Owning physical Gold & Silver Hard Asset Investments seems to be the only “sure bet” heading into the future. Weighing in the historic trends since the world economy changed on Sept. 11th, 2001 and the predicament of every financial market in existence, it is almost a 100% bet that the precious metals will double or triple in value over the next 12-18month period while the stock markets are still poised to deliver the greatest drops in their history. By 2010, dozens of respected analysts are predicting that gold will be well over $2000 and silver over $30 while the DOW is estimated to be floundering for life around the 6000-7000 level. Stocks are a slow death. They have seen their day and their day is gone. There are mega-cycles about every 100 years on earth. We just ended the dot-com casino market craze, a century ago we had the electricity boom, a century before that, the industrial revolution.
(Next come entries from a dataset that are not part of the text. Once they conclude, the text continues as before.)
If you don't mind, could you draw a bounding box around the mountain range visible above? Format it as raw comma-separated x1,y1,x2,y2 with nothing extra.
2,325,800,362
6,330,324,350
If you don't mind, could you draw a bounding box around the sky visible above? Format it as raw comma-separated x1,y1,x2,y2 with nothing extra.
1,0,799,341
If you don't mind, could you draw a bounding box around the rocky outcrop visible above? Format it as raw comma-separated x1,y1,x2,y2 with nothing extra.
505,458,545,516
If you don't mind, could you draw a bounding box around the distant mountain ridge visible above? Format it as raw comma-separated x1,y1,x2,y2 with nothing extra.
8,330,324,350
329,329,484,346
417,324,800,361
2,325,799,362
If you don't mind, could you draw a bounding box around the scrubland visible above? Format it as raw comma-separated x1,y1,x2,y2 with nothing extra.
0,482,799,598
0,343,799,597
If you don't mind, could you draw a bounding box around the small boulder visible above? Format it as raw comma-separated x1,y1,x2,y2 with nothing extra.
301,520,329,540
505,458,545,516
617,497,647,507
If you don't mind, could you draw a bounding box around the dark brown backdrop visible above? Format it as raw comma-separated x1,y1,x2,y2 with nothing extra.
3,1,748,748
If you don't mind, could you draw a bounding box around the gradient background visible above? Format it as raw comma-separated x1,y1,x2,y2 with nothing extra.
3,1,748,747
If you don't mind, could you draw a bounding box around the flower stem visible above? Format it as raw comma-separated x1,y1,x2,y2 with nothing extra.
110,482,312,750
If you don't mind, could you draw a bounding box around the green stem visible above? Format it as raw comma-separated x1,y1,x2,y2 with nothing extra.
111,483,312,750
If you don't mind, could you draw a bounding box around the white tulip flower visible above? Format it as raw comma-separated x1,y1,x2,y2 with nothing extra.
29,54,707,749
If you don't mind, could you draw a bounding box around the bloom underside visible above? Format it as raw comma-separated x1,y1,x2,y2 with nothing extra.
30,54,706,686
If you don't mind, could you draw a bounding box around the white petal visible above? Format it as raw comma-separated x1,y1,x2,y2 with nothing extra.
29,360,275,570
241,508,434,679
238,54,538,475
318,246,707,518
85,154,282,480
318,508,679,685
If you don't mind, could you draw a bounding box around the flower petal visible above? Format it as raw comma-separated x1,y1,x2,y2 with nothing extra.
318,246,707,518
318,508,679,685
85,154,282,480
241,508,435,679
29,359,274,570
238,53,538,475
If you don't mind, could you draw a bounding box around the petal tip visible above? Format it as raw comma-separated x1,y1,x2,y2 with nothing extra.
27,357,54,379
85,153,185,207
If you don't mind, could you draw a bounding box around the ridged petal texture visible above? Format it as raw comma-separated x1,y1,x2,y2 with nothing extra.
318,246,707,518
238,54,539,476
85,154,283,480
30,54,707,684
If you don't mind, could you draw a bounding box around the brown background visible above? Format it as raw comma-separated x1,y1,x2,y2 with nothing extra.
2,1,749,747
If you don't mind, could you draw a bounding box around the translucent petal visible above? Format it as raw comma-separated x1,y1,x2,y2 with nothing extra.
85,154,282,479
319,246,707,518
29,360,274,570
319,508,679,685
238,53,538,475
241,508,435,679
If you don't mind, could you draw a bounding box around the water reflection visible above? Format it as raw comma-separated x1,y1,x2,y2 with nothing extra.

In the interim periods, precious metals ALWAYS deliver the best returns, one advantage being any return at all. This country is yet to see the consequences of the corruption, greed and manipulation which has become its trade mark. Having your investments in precious metals and watching the economic collapse will be like watching TV without sound. Having your money in these equities markets will be like watching a movie with a surround sound that rattles you to the bones. I’m hanging onto my gold and silver for the next 3 years to see this nightmare play out. Nothing else that we are talking about here has already made it over 6000 years of written human history. Right now, an investor has better odds in Las Vegas and the rooms are cheap as they are feeling the financial pressures as well. As one talk show commentator quipped recently, “I’m fully diversified. I’ve got some under the mattress, some under the floor boards, some in the backyard.”